Costs put pressure on Britvic profits
Soft drinks company Britvic has said trading in the second quarter has been strong across Ireland and the UK.
The firm said that the Irish soft drinks market remains "challenging", while the British and French markets continue to demonstrate "resilience", as the UK's take-home market volumes rose by 2.9% year-on-year in the four weeks to January 22.
This was a period and channel where Britvic captured both volume and value share.
The firm said: "However, the pace of input-cost inflation in recent weeks has been unprecedented, leading us to revise the full-year UK and Ireland input-cost inflation guidance to 9-11%. In particular, we have been adversely impacted by sharp recent increases in the price of PET, steel and sugar.

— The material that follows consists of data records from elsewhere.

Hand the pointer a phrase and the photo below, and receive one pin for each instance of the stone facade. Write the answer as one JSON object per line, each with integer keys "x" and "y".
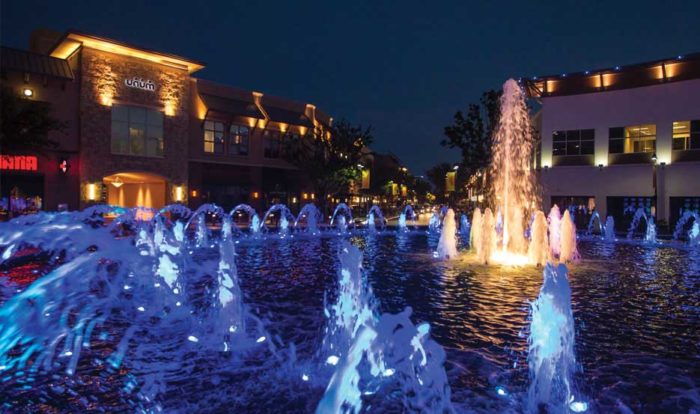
{"x": 102, "y": 77}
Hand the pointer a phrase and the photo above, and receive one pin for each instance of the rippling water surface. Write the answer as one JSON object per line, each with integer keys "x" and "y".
{"x": 636, "y": 308}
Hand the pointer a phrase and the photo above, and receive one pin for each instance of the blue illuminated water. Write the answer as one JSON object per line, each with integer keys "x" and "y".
{"x": 636, "y": 313}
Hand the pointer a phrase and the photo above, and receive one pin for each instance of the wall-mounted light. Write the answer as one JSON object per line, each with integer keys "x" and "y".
{"x": 63, "y": 166}
{"x": 91, "y": 192}
{"x": 179, "y": 193}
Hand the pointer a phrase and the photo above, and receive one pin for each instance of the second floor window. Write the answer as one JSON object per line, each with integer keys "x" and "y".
{"x": 240, "y": 136}
{"x": 631, "y": 139}
{"x": 213, "y": 137}
{"x": 573, "y": 142}
{"x": 137, "y": 131}
{"x": 686, "y": 135}
{"x": 272, "y": 143}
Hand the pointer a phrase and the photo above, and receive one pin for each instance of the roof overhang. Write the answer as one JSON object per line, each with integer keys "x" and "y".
{"x": 72, "y": 41}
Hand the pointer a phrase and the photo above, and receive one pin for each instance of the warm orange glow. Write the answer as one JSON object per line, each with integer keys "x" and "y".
{"x": 91, "y": 192}
{"x": 18, "y": 162}
{"x": 73, "y": 41}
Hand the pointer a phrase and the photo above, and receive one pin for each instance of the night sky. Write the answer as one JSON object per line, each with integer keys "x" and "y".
{"x": 403, "y": 67}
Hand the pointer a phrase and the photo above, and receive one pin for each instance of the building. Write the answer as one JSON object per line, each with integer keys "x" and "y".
{"x": 142, "y": 130}
{"x": 617, "y": 139}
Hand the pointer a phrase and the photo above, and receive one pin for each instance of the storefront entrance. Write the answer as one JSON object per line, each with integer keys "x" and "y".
{"x": 134, "y": 189}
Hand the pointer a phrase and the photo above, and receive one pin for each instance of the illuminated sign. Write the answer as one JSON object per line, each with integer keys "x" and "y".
{"x": 18, "y": 162}
{"x": 139, "y": 83}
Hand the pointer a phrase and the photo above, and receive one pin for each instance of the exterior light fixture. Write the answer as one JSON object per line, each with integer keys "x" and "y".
{"x": 63, "y": 166}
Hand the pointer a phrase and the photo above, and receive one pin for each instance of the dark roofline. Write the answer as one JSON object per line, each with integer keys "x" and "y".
{"x": 64, "y": 66}
{"x": 122, "y": 43}
{"x": 631, "y": 77}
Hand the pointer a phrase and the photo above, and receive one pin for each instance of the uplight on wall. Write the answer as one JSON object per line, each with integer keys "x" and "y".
{"x": 91, "y": 192}
{"x": 179, "y": 193}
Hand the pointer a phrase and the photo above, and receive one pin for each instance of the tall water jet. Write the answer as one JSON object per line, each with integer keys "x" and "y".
{"x": 447, "y": 246}
{"x": 311, "y": 215}
{"x": 464, "y": 227}
{"x": 538, "y": 250}
{"x": 370, "y": 351}
{"x": 609, "y": 229}
{"x": 475, "y": 234}
{"x": 568, "y": 251}
{"x": 343, "y": 214}
{"x": 551, "y": 357}
{"x": 554, "y": 220}
{"x": 488, "y": 237}
{"x": 513, "y": 180}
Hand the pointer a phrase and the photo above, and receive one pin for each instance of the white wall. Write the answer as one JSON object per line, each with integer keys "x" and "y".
{"x": 659, "y": 104}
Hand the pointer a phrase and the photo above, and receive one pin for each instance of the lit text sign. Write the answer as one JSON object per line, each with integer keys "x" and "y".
{"x": 18, "y": 162}
{"x": 139, "y": 83}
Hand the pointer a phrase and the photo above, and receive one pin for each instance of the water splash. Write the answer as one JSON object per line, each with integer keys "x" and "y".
{"x": 551, "y": 358}
{"x": 447, "y": 246}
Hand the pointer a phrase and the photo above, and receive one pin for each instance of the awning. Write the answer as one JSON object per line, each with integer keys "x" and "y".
{"x": 231, "y": 106}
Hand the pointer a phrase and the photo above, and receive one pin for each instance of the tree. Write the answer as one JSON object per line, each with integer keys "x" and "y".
{"x": 436, "y": 175}
{"x": 472, "y": 134}
{"x": 25, "y": 124}
{"x": 330, "y": 158}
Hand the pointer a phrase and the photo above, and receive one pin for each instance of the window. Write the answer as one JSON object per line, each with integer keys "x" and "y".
{"x": 631, "y": 139}
{"x": 686, "y": 135}
{"x": 271, "y": 141}
{"x": 574, "y": 142}
{"x": 213, "y": 137}
{"x": 239, "y": 140}
{"x": 137, "y": 131}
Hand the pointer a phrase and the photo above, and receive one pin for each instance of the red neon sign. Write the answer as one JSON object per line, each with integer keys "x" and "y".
{"x": 18, "y": 162}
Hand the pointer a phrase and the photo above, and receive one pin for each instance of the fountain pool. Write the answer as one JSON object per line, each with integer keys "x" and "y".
{"x": 635, "y": 308}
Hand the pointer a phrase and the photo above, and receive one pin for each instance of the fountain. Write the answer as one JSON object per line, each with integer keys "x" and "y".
{"x": 391, "y": 349}
{"x": 538, "y": 250}
{"x": 285, "y": 216}
{"x": 551, "y": 358}
{"x": 464, "y": 228}
{"x": 475, "y": 233}
{"x": 374, "y": 213}
{"x": 343, "y": 218}
{"x": 312, "y": 216}
{"x": 554, "y": 220}
{"x": 609, "y": 229}
{"x": 447, "y": 246}
{"x": 686, "y": 218}
{"x": 595, "y": 218}
{"x": 568, "y": 251}
{"x": 649, "y": 233}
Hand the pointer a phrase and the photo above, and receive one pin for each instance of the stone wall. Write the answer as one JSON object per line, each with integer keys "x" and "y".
{"x": 103, "y": 77}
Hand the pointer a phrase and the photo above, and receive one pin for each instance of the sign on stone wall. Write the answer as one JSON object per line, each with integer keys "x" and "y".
{"x": 140, "y": 83}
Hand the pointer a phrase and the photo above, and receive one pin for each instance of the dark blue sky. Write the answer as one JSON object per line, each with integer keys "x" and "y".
{"x": 402, "y": 66}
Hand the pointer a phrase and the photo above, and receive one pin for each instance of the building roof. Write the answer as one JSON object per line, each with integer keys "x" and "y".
{"x": 287, "y": 116}
{"x": 679, "y": 68}
{"x": 28, "y": 62}
{"x": 73, "y": 39}
{"x": 231, "y": 106}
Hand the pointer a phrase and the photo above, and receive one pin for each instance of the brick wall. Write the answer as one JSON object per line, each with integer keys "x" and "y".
{"x": 102, "y": 80}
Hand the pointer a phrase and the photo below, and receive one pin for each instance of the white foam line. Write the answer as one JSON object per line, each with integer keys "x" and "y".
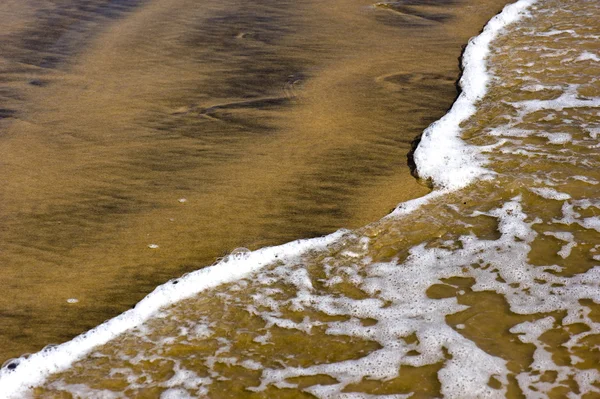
{"x": 33, "y": 370}
{"x": 442, "y": 156}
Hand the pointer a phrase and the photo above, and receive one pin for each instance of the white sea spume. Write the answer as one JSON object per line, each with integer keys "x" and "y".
{"x": 33, "y": 370}
{"x": 441, "y": 157}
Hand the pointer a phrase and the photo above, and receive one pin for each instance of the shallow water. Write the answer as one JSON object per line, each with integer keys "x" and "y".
{"x": 487, "y": 291}
{"x": 141, "y": 140}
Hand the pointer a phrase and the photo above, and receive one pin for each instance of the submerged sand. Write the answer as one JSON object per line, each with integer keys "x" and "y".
{"x": 139, "y": 143}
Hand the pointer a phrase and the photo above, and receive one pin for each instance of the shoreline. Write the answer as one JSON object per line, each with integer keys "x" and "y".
{"x": 191, "y": 281}
{"x": 88, "y": 237}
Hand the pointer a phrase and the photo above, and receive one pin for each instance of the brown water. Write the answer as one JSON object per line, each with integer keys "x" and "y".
{"x": 489, "y": 291}
{"x": 199, "y": 126}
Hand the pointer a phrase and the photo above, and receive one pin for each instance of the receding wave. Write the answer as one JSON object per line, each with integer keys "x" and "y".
{"x": 488, "y": 287}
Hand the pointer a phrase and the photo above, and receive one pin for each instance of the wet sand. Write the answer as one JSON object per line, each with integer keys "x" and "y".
{"x": 199, "y": 127}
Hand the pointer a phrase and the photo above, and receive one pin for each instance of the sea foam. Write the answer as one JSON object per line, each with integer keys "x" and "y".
{"x": 441, "y": 157}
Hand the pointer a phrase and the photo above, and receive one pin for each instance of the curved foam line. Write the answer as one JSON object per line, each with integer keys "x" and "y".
{"x": 449, "y": 171}
{"x": 442, "y": 156}
{"x": 34, "y": 369}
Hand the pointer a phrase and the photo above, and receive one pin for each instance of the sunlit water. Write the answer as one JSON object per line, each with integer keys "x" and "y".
{"x": 492, "y": 290}
{"x": 487, "y": 291}
{"x": 140, "y": 140}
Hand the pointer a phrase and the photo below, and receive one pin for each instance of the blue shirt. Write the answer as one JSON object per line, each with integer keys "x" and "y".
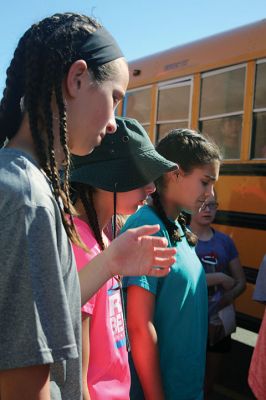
{"x": 180, "y": 317}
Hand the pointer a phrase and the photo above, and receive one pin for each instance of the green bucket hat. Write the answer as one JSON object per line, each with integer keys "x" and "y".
{"x": 125, "y": 160}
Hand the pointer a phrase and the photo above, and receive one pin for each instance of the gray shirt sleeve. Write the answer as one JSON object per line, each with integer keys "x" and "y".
{"x": 35, "y": 323}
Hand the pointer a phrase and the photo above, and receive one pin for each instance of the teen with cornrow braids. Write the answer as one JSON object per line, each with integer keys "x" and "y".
{"x": 167, "y": 317}
{"x": 63, "y": 84}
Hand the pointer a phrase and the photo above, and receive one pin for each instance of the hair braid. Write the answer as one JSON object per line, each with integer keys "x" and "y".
{"x": 171, "y": 227}
{"x": 10, "y": 110}
{"x": 192, "y": 239}
{"x": 85, "y": 193}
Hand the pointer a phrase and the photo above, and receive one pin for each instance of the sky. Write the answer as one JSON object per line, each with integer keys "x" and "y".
{"x": 141, "y": 27}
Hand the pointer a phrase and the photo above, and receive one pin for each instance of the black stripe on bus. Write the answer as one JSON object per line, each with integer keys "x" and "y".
{"x": 243, "y": 169}
{"x": 241, "y": 219}
{"x": 248, "y": 322}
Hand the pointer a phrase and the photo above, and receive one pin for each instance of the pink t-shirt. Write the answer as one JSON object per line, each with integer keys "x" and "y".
{"x": 108, "y": 373}
{"x": 257, "y": 369}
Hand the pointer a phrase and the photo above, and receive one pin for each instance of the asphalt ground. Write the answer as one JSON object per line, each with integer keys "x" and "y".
{"x": 232, "y": 383}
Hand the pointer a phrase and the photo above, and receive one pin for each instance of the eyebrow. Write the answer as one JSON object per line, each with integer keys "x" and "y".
{"x": 213, "y": 178}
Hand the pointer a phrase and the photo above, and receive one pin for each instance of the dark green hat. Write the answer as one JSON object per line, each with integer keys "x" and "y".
{"x": 125, "y": 160}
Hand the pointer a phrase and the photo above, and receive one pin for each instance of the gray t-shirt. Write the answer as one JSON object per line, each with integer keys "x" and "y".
{"x": 39, "y": 287}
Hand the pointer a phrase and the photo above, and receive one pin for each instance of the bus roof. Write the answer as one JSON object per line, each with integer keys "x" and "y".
{"x": 224, "y": 49}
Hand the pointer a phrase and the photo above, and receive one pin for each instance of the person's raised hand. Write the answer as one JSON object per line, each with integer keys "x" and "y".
{"x": 135, "y": 252}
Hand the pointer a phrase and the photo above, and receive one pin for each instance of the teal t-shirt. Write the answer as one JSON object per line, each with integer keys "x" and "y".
{"x": 180, "y": 317}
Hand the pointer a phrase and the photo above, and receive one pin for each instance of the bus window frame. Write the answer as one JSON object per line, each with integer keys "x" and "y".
{"x": 133, "y": 90}
{"x": 255, "y": 111}
{"x": 241, "y": 113}
{"x": 169, "y": 84}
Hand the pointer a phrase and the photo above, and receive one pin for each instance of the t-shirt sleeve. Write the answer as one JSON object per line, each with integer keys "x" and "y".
{"x": 35, "y": 325}
{"x": 146, "y": 282}
{"x": 83, "y": 258}
{"x": 231, "y": 249}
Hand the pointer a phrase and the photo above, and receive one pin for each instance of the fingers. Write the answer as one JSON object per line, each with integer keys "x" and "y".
{"x": 164, "y": 253}
{"x": 159, "y": 272}
{"x": 145, "y": 230}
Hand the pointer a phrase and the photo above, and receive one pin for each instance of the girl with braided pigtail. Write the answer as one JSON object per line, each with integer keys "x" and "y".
{"x": 167, "y": 317}
{"x": 62, "y": 87}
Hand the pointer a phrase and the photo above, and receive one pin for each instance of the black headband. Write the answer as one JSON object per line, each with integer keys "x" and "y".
{"x": 100, "y": 48}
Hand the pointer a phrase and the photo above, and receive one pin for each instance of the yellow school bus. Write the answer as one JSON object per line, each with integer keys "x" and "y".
{"x": 217, "y": 85}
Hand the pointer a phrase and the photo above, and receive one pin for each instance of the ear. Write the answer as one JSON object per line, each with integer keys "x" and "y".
{"x": 173, "y": 175}
{"x": 75, "y": 77}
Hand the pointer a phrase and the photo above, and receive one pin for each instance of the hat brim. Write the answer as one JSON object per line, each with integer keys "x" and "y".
{"x": 121, "y": 175}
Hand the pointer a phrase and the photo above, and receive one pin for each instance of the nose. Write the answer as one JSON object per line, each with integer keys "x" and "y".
{"x": 150, "y": 188}
{"x": 209, "y": 192}
{"x": 111, "y": 126}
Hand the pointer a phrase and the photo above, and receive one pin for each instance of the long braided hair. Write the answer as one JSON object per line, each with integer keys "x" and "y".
{"x": 189, "y": 150}
{"x": 34, "y": 78}
{"x": 85, "y": 193}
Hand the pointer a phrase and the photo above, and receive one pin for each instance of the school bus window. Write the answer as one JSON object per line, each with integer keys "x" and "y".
{"x": 173, "y": 107}
{"x": 226, "y": 132}
{"x": 163, "y": 129}
{"x": 259, "y": 135}
{"x": 258, "y": 148}
{"x": 221, "y": 108}
{"x": 260, "y": 86}
{"x": 137, "y": 104}
{"x": 223, "y": 92}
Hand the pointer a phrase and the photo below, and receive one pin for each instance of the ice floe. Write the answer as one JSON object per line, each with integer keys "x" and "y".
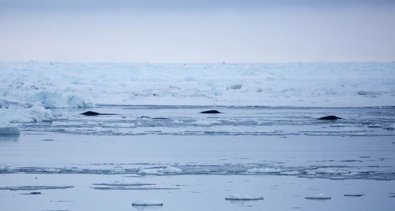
{"x": 242, "y": 197}
{"x": 9, "y": 131}
{"x": 147, "y": 203}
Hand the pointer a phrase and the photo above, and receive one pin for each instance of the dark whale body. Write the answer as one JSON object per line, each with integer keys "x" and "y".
{"x": 93, "y": 113}
{"x": 331, "y": 117}
{"x": 210, "y": 112}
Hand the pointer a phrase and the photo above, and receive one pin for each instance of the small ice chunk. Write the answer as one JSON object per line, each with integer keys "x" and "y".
{"x": 319, "y": 197}
{"x": 146, "y": 203}
{"x": 235, "y": 86}
{"x": 242, "y": 197}
{"x": 354, "y": 195}
{"x": 171, "y": 170}
{"x": 9, "y": 131}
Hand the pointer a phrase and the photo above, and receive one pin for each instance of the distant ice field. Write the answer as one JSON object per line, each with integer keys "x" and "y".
{"x": 159, "y": 152}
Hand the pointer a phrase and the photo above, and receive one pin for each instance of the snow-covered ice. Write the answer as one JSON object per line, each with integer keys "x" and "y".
{"x": 243, "y": 197}
{"x": 147, "y": 203}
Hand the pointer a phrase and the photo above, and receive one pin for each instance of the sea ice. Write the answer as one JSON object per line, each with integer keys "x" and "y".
{"x": 147, "y": 203}
{"x": 9, "y": 131}
{"x": 242, "y": 197}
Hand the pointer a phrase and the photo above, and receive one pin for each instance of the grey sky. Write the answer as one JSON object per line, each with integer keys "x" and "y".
{"x": 197, "y": 31}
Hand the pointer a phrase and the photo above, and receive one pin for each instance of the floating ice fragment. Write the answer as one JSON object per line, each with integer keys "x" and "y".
{"x": 210, "y": 112}
{"x": 243, "y": 198}
{"x": 354, "y": 195}
{"x": 319, "y": 197}
{"x": 9, "y": 131}
{"x": 147, "y": 203}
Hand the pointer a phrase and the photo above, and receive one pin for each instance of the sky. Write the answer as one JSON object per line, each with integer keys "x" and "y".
{"x": 172, "y": 31}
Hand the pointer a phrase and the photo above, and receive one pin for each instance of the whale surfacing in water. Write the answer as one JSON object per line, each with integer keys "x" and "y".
{"x": 93, "y": 113}
{"x": 331, "y": 117}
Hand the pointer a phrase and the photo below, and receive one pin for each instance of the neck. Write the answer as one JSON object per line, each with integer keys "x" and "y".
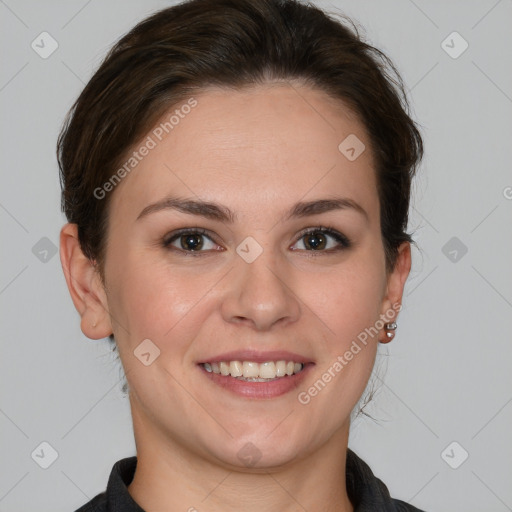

"The forecast of particularly challenging input-cost inflation pressure for Britvic France, given its product mix, remains unchanged. "
"The escalation in input costs comes after the completion of this year’s price-negotiation process, meaning that we do not expect to be able to recover or mitigate in full the additional input-cost increases we now expect this year.
"The input-cost inflation will impact the outcome for both the first half and full year, and means we do not now expect any operating-profit margin improvement in 2011, excluding the impact of France."
Despite these headwinds, Britvic fully expects this year’s operating profit performance to be materially ahead of the 53-week result reported for financial year 2010.
Paul Moody, Chief Executive, said: "Since our last update to the market we have witnessed a rapid and unprecedented uplift in the cost of key raw materials. This has been driven by a shortage of supply to the market, where, for example, we have seen prices for PET, derived from oil, surge by around 20% in the last month alone. We do, however, remain confident about the medium to long-term outlook for the business, and we look forward to providing more details on the latter at the annual investor seminar on 23rd March 2011."